Heart of Glass
- Author: Zoey Dean
- Language: English
- Series: The A-List
- Genre: Novel
- Publisher: Little Brown
- Publication date: April 2007
- Publication place: United States
- Media type: Print (Paperback)
- Pages: 320 pp
- ISBN: 0-316-01096-0
- OCLC: 85856355
- LC Class: MLCS 2006/45267
- Preceded by: American Beauty
- Followed by: Beautiful Stranger

= Heart of Glass (novel) =

2007 novel by Zoey Dean

Heart of Glass is a novel that is part of the A-List novel series. It was written by New York Times bestselling author Zoey Dean and was released in April 2007.

==Plot summary==
The A-List crew has finally graduated and everyone is looking forward to enjoying a carefree summer but Cammie and Anna get caught trespassing and are arrested. Fortunately, the girls only have to help run a charity fashion show for New Visions, an organization to help less-fortunate girls, for their community service. There, they meet a beautiful, petite girl named Champagne, an aspiring model. Virginia Vanderleer, the head of New Visions, warns Cammie and Anna that Champagne was accused of stealing a dress not too long ago and is not to be trusted. However, Cammie takes Champagne under her wing and promises to make her a star while Anna uses her East Coast connections to pull a deal with Lizbette Demetrius, an upscale cosmetics company CEO, who promises to attend the show in person to check out Champagne.

Adam Flood has decided to spend the summer in Michigan and even tells Cammie that he might want to attend college there, much to her dismay. Cammie begins to flirt with Ben and the two almost kiss. Ben tells Cammie she has changed and if they ever get back together, it would be so much more than before.

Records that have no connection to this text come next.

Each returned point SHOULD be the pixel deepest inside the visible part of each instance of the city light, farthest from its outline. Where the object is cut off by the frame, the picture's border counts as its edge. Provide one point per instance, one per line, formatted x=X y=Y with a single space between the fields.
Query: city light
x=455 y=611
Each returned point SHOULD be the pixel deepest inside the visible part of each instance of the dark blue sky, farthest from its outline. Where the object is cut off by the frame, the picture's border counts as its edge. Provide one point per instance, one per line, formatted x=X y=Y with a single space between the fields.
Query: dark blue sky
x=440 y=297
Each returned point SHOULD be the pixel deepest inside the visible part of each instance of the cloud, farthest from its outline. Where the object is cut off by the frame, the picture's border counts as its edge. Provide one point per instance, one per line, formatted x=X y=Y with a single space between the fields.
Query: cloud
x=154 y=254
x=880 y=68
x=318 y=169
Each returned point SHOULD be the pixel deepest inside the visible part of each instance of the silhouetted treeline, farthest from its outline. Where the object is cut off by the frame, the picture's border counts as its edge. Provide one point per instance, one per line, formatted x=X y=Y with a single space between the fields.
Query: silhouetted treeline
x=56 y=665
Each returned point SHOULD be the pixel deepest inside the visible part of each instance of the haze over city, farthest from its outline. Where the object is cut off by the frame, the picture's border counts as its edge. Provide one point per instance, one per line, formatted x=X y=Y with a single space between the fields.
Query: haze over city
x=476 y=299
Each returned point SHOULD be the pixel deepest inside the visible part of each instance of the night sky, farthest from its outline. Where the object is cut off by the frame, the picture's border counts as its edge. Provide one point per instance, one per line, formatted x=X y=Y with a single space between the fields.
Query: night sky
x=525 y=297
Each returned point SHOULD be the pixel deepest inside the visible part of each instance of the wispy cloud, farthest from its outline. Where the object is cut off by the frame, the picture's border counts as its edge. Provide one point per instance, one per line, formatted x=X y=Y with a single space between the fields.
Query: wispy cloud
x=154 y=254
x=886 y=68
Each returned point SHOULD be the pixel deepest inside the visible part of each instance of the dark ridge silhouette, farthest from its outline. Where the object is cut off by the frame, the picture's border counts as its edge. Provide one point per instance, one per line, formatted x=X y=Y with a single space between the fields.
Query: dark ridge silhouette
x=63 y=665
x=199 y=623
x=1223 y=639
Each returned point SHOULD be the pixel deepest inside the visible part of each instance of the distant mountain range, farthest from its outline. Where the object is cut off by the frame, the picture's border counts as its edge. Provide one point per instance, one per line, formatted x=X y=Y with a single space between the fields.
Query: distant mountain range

Dee is still with Jack Walker but she becomes concerned when their relationship is becoming too serious especially since she finds herself attracted to Aaron Steele, an acquaintance from Ojai.

Sam is convinced that Poppy is cheating on Jackson with Bodhi Gilad, her new yoga instructor, and enlists Parker to help her catch Poppy in the act. She offers him a deal: she will secure for Parker a part in her father's remake of Ben Hur and he will seduce Poppy in exchange. She assures him he will be kept anonymous but Parker worries that somehow Jackson will find out and will blacklist him forever in Hollywood. Sam hires a photographer to capture Poppy and Parker kissing but feels guilty afterwards and decides to destroy the pictures. However, a tabloid magazine catches Poppy and Bodhi together and when Jackson confronts her, Poppy breaks down in tears and flees, leaving Ruby Hummingbird behind. Sam is pleased Poppy is finally out of her life and comforts her betrayed father and abandoned half-sister.

Clark admits to Cammie that her mother was clinically depressed and committed suicide although she loved Cammie dearly. He leaves Cammie with a letter Jeanne wrote to be read on Cammie's wedding day but Cammie opens it and is touched by the beautiful, emotional letter. With Dee, the girls talk about their relationship woes and Cammie wishes her mother was still around. The two venture up into the attic, where they find Jeanne's old clothes. Cammie finds a familiar outfit and tries it on, finally grieving over the loss of her mother. Dee pleasantly surprises Cammie by offering wisdom and comfort.

The New Visions fashion show is a success, especially since the models used were not professionals but under-privileged girls like Champagne. However, when a dress goes missing, everyone is quick to accuse Champagne. Cammie deduces that Martin Rittenhouse, the designer, deliberately hid the dress to drum up publicity. Since Lizbette decided Champagne was not right for her company after all, Cammie coerces Martin to launch a petite fashion line and use Champagne as his star model lest she ruin his reputation. Martin quickly agrees and Champagne is thrilled.

During the after party, Cammie calls Adam and gives him an ultimatum: if he is not back in L.A. soon, they are over. Meanwhile, Anna tell Caine and Ben simultaneously, and tells them that she wants to date both of them at the same time. Caine agrees and Ben is incredulous, but eventually he kisses Anna sweetly and agrees, because he doesn't want to lose her. Cammie and Anna congratulate each other for a job well done when Cammie announces to Anna that if it doesn't work out between her and Adam, Cammie will go after Ben.